Wider die Hoffnungslosigkeit

Ulrike Schild über Römer 15,13

Bibelvers

Der Gott der Hoffnung aber erfülle euch mit aller Freude und Frieden im Glauben, dass ihr immer reicher werdet an Hoffnung durch die Kraft des Heiligen Geistes.

Römer 15,13

Römer 15,13

Mein Nachbar hofft auf baldige Gesundheit und darauf, dass er mal im Lotto gewinnt.....und zwar einen riesen Batzen Geld. Das würde sein Leben paradiesisch machen. So hat er es mit erzählt. Andere Menschen, denen ich begegne, hoffen auf gar nichts mehr. Sie fühlen sich nur noch eingespannt in den Funktionsprozess der modernen Daseinsmaschinerie. Gehetzt vom Fließband der Arbeitswoche, überflutet von Reizen und Eindrücken, erschöpft vom Konkurrenzkampf sitzen sie abends vor der Flimmerkiste. 

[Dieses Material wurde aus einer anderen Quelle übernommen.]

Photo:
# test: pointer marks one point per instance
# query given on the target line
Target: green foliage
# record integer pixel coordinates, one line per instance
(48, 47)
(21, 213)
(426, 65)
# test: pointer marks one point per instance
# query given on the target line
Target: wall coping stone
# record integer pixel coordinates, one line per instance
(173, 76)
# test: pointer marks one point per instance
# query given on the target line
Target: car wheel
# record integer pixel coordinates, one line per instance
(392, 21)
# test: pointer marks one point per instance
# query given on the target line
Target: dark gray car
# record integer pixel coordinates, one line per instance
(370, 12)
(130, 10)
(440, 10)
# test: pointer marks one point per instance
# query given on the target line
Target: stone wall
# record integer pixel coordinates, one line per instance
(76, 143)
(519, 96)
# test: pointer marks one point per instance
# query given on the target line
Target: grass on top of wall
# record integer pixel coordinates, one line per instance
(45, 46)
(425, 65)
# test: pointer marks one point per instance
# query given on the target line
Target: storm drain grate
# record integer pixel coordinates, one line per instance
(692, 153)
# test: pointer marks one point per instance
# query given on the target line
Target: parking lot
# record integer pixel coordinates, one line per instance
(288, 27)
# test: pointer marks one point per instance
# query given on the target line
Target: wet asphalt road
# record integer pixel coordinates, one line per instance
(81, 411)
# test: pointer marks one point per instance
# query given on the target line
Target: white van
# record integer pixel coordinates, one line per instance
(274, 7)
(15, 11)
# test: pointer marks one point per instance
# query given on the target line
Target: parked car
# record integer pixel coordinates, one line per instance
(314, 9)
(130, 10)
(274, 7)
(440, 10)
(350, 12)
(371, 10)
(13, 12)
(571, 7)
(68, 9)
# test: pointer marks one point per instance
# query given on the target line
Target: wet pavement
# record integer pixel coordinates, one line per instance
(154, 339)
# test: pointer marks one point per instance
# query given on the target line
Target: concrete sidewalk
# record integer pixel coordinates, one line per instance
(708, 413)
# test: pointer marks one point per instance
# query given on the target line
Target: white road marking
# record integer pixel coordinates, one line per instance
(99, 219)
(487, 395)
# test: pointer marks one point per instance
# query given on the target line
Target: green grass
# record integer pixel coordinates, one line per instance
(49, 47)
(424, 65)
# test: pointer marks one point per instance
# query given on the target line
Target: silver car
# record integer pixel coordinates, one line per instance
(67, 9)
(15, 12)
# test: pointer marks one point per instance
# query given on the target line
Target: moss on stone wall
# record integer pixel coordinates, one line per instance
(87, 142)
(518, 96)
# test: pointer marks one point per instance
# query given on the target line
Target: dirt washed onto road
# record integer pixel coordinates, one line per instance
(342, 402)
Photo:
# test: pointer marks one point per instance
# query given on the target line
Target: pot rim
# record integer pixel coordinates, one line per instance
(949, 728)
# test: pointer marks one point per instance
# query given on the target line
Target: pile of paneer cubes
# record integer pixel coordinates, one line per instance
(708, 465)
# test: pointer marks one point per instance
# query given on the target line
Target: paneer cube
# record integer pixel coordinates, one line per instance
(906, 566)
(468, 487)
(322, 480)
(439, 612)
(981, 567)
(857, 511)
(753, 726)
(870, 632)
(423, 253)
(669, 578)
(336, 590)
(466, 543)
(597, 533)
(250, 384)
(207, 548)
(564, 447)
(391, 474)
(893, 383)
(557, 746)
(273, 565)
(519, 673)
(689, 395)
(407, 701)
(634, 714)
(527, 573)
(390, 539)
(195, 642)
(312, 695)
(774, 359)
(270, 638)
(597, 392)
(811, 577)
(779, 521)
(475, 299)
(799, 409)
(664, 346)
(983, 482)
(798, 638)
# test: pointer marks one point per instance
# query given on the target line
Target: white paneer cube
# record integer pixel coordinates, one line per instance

So mancher formuliert aber auch, dass sein Inneres sich nach mehr sehnt, nach Glück und echter Freude und nach Sinn im Leben. Hoffnung heißt für mich persönlich, ich hab ne Perspektive. Ich hab ne Richtung in die ich blicken kann. Oskar Wilde hat mal diesen starken Satz formuliert: „Wir alle schreiten durch die Gassen, aber nur wenige blicken zum Himmel auf.“ Es ist atemberaubend festzustellen, dass der Himmel sich über uns weiten und öffnen kann und uns von dort Worte entgegen kommen gegen die Angst, gegen die Unströstlichkeit, gegen das Verstummen, gegen die Hoffnungslosigkeit. Wie sehr bin ich auf Zeichen der Hoffnung angewiesen, auf die Lichtquelle in dunkler Nacht,  die mir hilft auszuhalten und durchzuhalten. Das ist keine Hoffnung in den blauen Dunst hinein, sondern Hilfe von einem echten Gegenüber, von Gott höchstpersönlich. Er sieht und kennt mein Leben und lässt mich damit nicht allein.Im Römerbrief heißt es: Der Gott der Hoffnung erfülle euch mit aller Freude und Frieden im Glauben (Römer 15,13). Diese Hoffnung übertrifft alles. Das ist kein Aprilscherz, das ist die Wahrheit.